Único dos mais importantes jornais brasileiros a fechar antes da votação da CPMF, o Valor considerou “improvável” a hipótese de a prorrogação do imposto do cheque ser derrotada no Senado. Está na edição de hoje.
É bem verdade que, na página anterior, o mesmo jornal antecipa que o governo “estava para sofrer uma de suas maiores derrotas no Congresso’.
Faz já bom tempo que se aplica às grandes redações, e não só no Brasil, o ditado de que a mão direita não sabe o que faz a esquerda, e vice-versa.
Mas o ponto que interessa a este comentário – daí a abertura falando do erro do Valor – é que ao longo da infindável tramitação da emenda da CPMF, o comentariado político nacional, incluindo alguns dos analistas que atiram no Planalto dia sim, o outro também, não se cansou de prognosticar que, ao fim e ao cabo, por meios legítimos e ilegítimos, o presidente Lula sairia vencedor da queda de braço no Senado.
Não há jornalista que valha o seu sal que prefira falar do que aconteceu em vez de anunciar o que deverá acontecer. Isso explica, mas não justifica.
A tentação, própria do ofício, de se antecipar aos fatos foi reforçada, no caso, por uma deformação que bem merece ser chamada planaltite.
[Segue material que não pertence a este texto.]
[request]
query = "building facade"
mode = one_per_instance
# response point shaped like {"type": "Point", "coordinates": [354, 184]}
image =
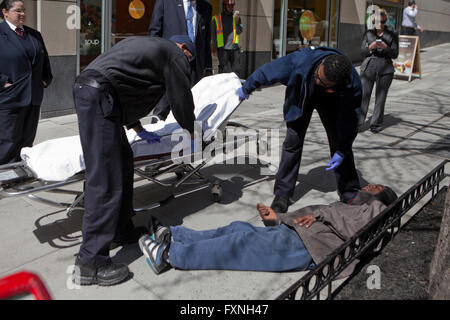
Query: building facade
{"type": "Point", "coordinates": [77, 31]}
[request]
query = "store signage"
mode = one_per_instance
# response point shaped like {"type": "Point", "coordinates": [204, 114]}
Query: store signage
{"type": "Point", "coordinates": [136, 9]}
{"type": "Point", "coordinates": [407, 63]}
{"type": "Point", "coordinates": [307, 25]}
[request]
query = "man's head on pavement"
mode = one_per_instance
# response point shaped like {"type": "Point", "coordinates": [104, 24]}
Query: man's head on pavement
{"type": "Point", "coordinates": [228, 6]}
{"type": "Point", "coordinates": [381, 193]}
{"type": "Point", "coordinates": [333, 71]}
{"type": "Point", "coordinates": [185, 43]}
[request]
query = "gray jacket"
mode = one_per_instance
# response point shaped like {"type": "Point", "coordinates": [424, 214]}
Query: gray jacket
{"type": "Point", "coordinates": [335, 224]}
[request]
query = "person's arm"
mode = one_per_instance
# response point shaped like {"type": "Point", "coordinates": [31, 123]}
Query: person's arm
{"type": "Point", "coordinates": [348, 114]}
{"type": "Point", "coordinates": [411, 12]}
{"type": "Point", "coordinates": [277, 71]}
{"type": "Point", "coordinates": [4, 81]}
{"type": "Point", "coordinates": [177, 82]}
{"type": "Point", "coordinates": [214, 36]}
{"type": "Point", "coordinates": [239, 26]}
{"type": "Point", "coordinates": [208, 57]}
{"type": "Point", "coordinates": [155, 28]}
{"type": "Point", "coordinates": [47, 75]}
{"type": "Point", "coordinates": [391, 50]}
{"type": "Point", "coordinates": [365, 50]}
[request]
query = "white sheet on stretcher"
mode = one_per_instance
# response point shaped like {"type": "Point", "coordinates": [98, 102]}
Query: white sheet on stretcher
{"type": "Point", "coordinates": [215, 99]}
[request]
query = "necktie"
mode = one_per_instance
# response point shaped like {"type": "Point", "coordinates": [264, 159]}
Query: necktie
{"type": "Point", "coordinates": [190, 21]}
{"type": "Point", "coordinates": [19, 31]}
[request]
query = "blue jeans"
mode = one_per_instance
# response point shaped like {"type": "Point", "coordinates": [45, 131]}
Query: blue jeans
{"type": "Point", "coordinates": [238, 246]}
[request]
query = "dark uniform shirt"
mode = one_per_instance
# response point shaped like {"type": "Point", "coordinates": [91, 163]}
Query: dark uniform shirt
{"type": "Point", "coordinates": [141, 70]}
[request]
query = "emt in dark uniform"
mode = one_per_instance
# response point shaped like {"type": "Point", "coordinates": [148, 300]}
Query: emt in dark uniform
{"type": "Point", "coordinates": [118, 88]}
{"type": "Point", "coordinates": [325, 80]}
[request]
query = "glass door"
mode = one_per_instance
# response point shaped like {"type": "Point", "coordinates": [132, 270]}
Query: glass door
{"type": "Point", "coordinates": [302, 23]}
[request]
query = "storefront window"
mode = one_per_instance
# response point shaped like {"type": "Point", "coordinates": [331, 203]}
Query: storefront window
{"type": "Point", "coordinates": [125, 18]}
{"type": "Point", "coordinates": [307, 23]}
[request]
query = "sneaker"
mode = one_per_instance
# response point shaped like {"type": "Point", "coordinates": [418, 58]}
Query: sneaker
{"type": "Point", "coordinates": [280, 204]}
{"type": "Point", "coordinates": [107, 275]}
{"type": "Point", "coordinates": [375, 129]}
{"type": "Point", "coordinates": [158, 232]}
{"type": "Point", "coordinates": [154, 253]}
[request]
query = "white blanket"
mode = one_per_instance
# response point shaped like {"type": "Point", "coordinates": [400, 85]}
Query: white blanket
{"type": "Point", "coordinates": [215, 99]}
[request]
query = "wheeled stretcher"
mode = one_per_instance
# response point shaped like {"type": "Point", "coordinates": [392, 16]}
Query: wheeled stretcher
{"type": "Point", "coordinates": [55, 164]}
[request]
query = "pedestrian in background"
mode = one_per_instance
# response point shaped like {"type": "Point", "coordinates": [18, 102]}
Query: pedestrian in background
{"type": "Point", "coordinates": [184, 17]}
{"type": "Point", "coordinates": [409, 24]}
{"type": "Point", "coordinates": [226, 28]}
{"type": "Point", "coordinates": [24, 73]}
{"type": "Point", "coordinates": [379, 47]}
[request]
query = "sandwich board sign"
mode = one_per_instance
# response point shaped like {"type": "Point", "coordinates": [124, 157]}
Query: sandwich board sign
{"type": "Point", "coordinates": [407, 64]}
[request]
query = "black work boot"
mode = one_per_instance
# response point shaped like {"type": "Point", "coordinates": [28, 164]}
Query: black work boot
{"type": "Point", "coordinates": [280, 204]}
{"type": "Point", "coordinates": [107, 275]}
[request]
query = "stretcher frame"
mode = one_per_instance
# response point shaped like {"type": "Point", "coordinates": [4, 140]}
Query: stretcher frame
{"type": "Point", "coordinates": [145, 169]}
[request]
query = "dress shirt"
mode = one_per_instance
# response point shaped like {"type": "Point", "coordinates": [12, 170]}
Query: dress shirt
{"type": "Point", "coordinates": [194, 8]}
{"type": "Point", "coordinates": [13, 27]}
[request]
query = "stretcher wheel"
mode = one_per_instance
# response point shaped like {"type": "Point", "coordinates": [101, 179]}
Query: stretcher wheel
{"type": "Point", "coordinates": [216, 191]}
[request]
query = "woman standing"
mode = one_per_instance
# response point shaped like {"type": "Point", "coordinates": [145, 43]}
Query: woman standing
{"type": "Point", "coordinates": [24, 73]}
{"type": "Point", "coordinates": [379, 47]}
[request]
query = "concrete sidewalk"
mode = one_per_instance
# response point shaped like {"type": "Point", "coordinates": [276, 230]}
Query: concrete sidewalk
{"type": "Point", "coordinates": [416, 139]}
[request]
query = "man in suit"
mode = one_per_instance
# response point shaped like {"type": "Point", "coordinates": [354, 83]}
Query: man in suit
{"type": "Point", "coordinates": [184, 17]}
{"type": "Point", "coordinates": [24, 73]}
{"type": "Point", "coordinates": [117, 89]}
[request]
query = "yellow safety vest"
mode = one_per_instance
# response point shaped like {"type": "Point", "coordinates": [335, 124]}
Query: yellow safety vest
{"type": "Point", "coordinates": [219, 28]}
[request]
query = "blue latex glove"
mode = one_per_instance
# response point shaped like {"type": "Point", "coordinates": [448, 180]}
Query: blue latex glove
{"type": "Point", "coordinates": [242, 95]}
{"type": "Point", "coordinates": [151, 137]}
{"type": "Point", "coordinates": [335, 161]}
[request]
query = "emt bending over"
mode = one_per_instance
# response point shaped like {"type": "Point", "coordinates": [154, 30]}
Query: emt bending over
{"type": "Point", "coordinates": [319, 79]}
{"type": "Point", "coordinates": [292, 241]}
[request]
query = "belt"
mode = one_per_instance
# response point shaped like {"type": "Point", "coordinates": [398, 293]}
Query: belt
{"type": "Point", "coordinates": [88, 82]}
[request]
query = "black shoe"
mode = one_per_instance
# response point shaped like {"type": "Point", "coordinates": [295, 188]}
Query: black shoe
{"type": "Point", "coordinates": [128, 238]}
{"type": "Point", "coordinates": [106, 275]}
{"type": "Point", "coordinates": [280, 204]}
{"type": "Point", "coordinates": [157, 231]}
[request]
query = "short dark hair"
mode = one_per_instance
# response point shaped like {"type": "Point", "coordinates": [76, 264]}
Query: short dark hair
{"type": "Point", "coordinates": [337, 68]}
{"type": "Point", "coordinates": [387, 196]}
{"type": "Point", "coordinates": [7, 5]}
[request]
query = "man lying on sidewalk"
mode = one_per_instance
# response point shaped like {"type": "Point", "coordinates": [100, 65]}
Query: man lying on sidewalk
{"type": "Point", "coordinates": [291, 241]}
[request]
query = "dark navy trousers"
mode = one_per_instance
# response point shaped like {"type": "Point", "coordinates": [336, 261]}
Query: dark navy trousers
{"type": "Point", "coordinates": [109, 173]}
{"type": "Point", "coordinates": [291, 156]}
{"type": "Point", "coordinates": [239, 246]}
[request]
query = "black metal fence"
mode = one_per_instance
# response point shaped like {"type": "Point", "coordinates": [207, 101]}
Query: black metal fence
{"type": "Point", "coordinates": [379, 231]}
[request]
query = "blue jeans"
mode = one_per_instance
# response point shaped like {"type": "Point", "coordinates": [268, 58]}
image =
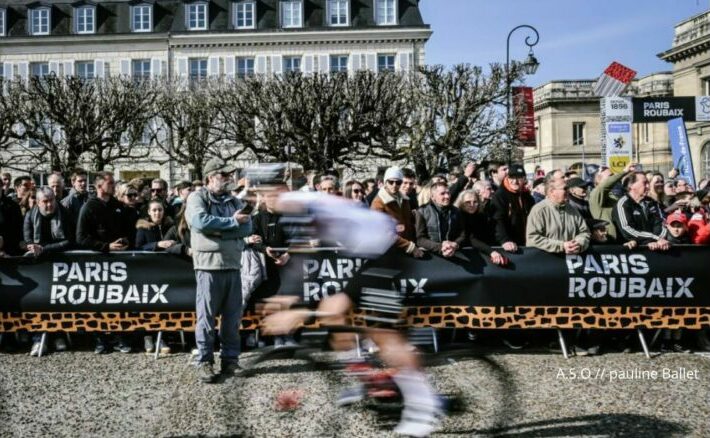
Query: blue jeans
{"type": "Point", "coordinates": [218, 293]}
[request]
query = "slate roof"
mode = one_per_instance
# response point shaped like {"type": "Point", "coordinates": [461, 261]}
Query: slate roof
{"type": "Point", "coordinates": [113, 17]}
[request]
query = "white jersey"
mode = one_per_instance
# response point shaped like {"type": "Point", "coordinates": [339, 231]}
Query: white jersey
{"type": "Point", "coordinates": [361, 231]}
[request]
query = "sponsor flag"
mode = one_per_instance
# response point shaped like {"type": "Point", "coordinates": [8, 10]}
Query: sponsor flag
{"type": "Point", "coordinates": [525, 111]}
{"type": "Point", "coordinates": [681, 150]}
{"type": "Point", "coordinates": [614, 81]}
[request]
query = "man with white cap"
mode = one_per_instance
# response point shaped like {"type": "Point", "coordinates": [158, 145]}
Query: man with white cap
{"type": "Point", "coordinates": [390, 201]}
{"type": "Point", "coordinates": [218, 226]}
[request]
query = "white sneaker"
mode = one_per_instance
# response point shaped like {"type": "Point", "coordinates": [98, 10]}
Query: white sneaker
{"type": "Point", "coordinates": [148, 344]}
{"type": "Point", "coordinates": [417, 423]}
{"type": "Point", "coordinates": [60, 344]}
{"type": "Point", "coordinates": [35, 349]}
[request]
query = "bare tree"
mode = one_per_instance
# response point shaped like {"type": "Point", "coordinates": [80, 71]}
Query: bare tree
{"type": "Point", "coordinates": [11, 98]}
{"type": "Point", "coordinates": [186, 125]}
{"type": "Point", "coordinates": [70, 120]}
{"type": "Point", "coordinates": [318, 121]}
{"type": "Point", "coordinates": [453, 112]}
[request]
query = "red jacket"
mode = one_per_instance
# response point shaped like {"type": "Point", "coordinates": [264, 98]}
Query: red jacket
{"type": "Point", "coordinates": [699, 229]}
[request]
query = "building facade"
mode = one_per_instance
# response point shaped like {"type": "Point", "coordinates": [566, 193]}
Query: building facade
{"type": "Point", "coordinates": [202, 38]}
{"type": "Point", "coordinates": [690, 57]}
{"type": "Point", "coordinates": [568, 125]}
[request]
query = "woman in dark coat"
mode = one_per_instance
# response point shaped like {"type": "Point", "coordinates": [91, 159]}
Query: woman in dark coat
{"type": "Point", "coordinates": [151, 232]}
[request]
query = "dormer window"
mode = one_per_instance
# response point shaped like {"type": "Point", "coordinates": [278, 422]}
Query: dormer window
{"type": "Point", "coordinates": [244, 15]}
{"type": "Point", "coordinates": [3, 21]}
{"type": "Point", "coordinates": [196, 16]}
{"type": "Point", "coordinates": [291, 13]}
{"type": "Point", "coordinates": [85, 19]}
{"type": "Point", "coordinates": [385, 12]}
{"type": "Point", "coordinates": [338, 12]}
{"type": "Point", "coordinates": [142, 18]}
{"type": "Point", "coordinates": [40, 20]}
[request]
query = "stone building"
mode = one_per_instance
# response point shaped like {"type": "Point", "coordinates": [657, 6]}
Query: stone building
{"type": "Point", "coordinates": [690, 57]}
{"type": "Point", "coordinates": [568, 125]}
{"type": "Point", "coordinates": [201, 38]}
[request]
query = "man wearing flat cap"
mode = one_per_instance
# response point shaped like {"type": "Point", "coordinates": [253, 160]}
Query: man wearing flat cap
{"type": "Point", "coordinates": [217, 230]}
{"type": "Point", "coordinates": [554, 225]}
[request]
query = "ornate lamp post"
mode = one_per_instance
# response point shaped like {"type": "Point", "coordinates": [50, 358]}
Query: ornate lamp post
{"type": "Point", "coordinates": [529, 67]}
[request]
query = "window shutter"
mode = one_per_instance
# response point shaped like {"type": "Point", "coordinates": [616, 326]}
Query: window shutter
{"type": "Point", "coordinates": [69, 68]}
{"type": "Point", "coordinates": [229, 66]}
{"type": "Point", "coordinates": [260, 65]}
{"type": "Point", "coordinates": [354, 63]}
{"type": "Point", "coordinates": [324, 64]}
{"type": "Point", "coordinates": [371, 61]}
{"type": "Point", "coordinates": [23, 70]}
{"type": "Point", "coordinates": [54, 67]}
{"type": "Point", "coordinates": [307, 62]}
{"type": "Point", "coordinates": [182, 68]}
{"type": "Point", "coordinates": [277, 64]}
{"type": "Point", "coordinates": [99, 68]}
{"type": "Point", "coordinates": [212, 66]}
{"type": "Point", "coordinates": [125, 67]}
{"type": "Point", "coordinates": [7, 71]}
{"type": "Point", "coordinates": [156, 68]}
{"type": "Point", "coordinates": [402, 62]}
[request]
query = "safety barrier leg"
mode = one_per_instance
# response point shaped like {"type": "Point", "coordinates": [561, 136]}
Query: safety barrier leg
{"type": "Point", "coordinates": [643, 343]}
{"type": "Point", "coordinates": [563, 344]}
{"type": "Point", "coordinates": [357, 345]}
{"type": "Point", "coordinates": [42, 341]}
{"type": "Point", "coordinates": [157, 345]}
{"type": "Point", "coordinates": [655, 337]}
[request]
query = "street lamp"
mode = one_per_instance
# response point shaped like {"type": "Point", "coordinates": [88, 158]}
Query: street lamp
{"type": "Point", "coordinates": [529, 67]}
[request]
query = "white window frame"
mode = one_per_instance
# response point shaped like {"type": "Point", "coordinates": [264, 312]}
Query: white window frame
{"type": "Point", "coordinates": [578, 137]}
{"type": "Point", "coordinates": [141, 62]}
{"type": "Point", "coordinates": [80, 20]}
{"type": "Point", "coordinates": [387, 66]}
{"type": "Point", "coordinates": [188, 15]}
{"type": "Point", "coordinates": [44, 65]}
{"type": "Point", "coordinates": [241, 7]}
{"type": "Point", "coordinates": [199, 76]}
{"type": "Point", "coordinates": [283, 4]}
{"type": "Point", "coordinates": [245, 71]}
{"type": "Point", "coordinates": [292, 64]}
{"type": "Point", "coordinates": [3, 21]}
{"type": "Point", "coordinates": [340, 68]}
{"type": "Point", "coordinates": [390, 10]}
{"type": "Point", "coordinates": [139, 10]}
{"type": "Point", "coordinates": [90, 64]}
{"type": "Point", "coordinates": [39, 11]}
{"type": "Point", "coordinates": [339, 4]}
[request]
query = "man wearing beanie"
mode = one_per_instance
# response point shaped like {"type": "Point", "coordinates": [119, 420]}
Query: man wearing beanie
{"type": "Point", "coordinates": [390, 201]}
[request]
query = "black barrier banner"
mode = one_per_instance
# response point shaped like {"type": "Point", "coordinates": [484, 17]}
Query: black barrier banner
{"type": "Point", "coordinates": [663, 109]}
{"type": "Point", "coordinates": [144, 282]}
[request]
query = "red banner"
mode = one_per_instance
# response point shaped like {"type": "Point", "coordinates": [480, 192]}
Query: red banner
{"type": "Point", "coordinates": [525, 111]}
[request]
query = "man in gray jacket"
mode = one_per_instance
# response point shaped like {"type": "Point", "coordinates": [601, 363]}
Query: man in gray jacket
{"type": "Point", "coordinates": [217, 230]}
{"type": "Point", "coordinates": [554, 225]}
Consiste no ar viciado que os jornalistas respiram nas alturas federais. Nascido do acompanhamento, anos a fio, das proezas da caneta presidencial, o vício está em apostar que, na hora do vamos ver, pode mais quem pode mais: nomear, demitir, gastar ali, economizar acolá.
E quando se tratava, como agora, da batalha de todas as batalhas do segundo mandato do presidente Lula, quanto mais vivido o colunista, mais forte a tendência de achar que podem ladrar os cães quanto queiram: a caravana passará.
Se isso ainda não bastasse, como é que o presidente mais popular desde Getúlio, apoiado por um comboio de uma dezena de partidos, deixaria de obter os 49 votos de que precisaria numa base de 53 senadores?
[Seis, como se sabe, o renegaram; um não pode dar-lhe o voto porque preside a casa, e um não deu o ar de sua excelentíssima graça.]
Desde hoje, e até onde a vista alcança, a imprensa tratará pencas de textos com “o onde foi que Lula errou”. Claro. Já dizia o frasista Winston Churchill que a arte de prever está em explicar por que as previsões não se cumpriram.
O verdadeiro problema de todos quantos conversam com o futuro e se atropelam para ser os primeiros a contar à galera o que ouviram está na mui humana dificuldade de guardar para si as suas convicções.
Porque uma coisa é formar a própria opinião com base no amplo restrospecto de como os governos usam os seus recursos de poder para se impôr a um Legislativo costumeiramente submisso ao outro lado da Praça. Outra coisa é precipitar-se para tornar públicas as conclusões privadas.
Que teriam tudo para se confirmar – não fosse o imprevisível.
P.S. Pingue-pongue na madrugada
A votação no Senado terminou por volta da 1 da madrugada. O Estado fechou a edição que tenho em mãos a 1h45. Ainda assim, o jornal traz uma entrevista de quatro perguntas com um cientista político que dá a sua versão para a decisão dos senadores.
Parabéns ao entrevistador Moacir Assunção e ao entrevistado Marco Antonio Teixeira – se o pingue-pongue de fato ocorreu nesse escasso intervalo. Pode ter ocorrido antes – e iria para o lixo se o desfecho da votação fosse outro. Isso é normal na imprensa. Mas o leitor nunca fica sabendo.
Ainda no Estado:
A primeira matéria do jornal sobre a derrubada da CPMF começa assim: “Ao completar cinco anos de governo, o presidente Luiz Inácio Lula da Silva…”
E nós que não sabíamos que Lula tinha tomado posse na virada de 12 para 13 de dezembro de 2002?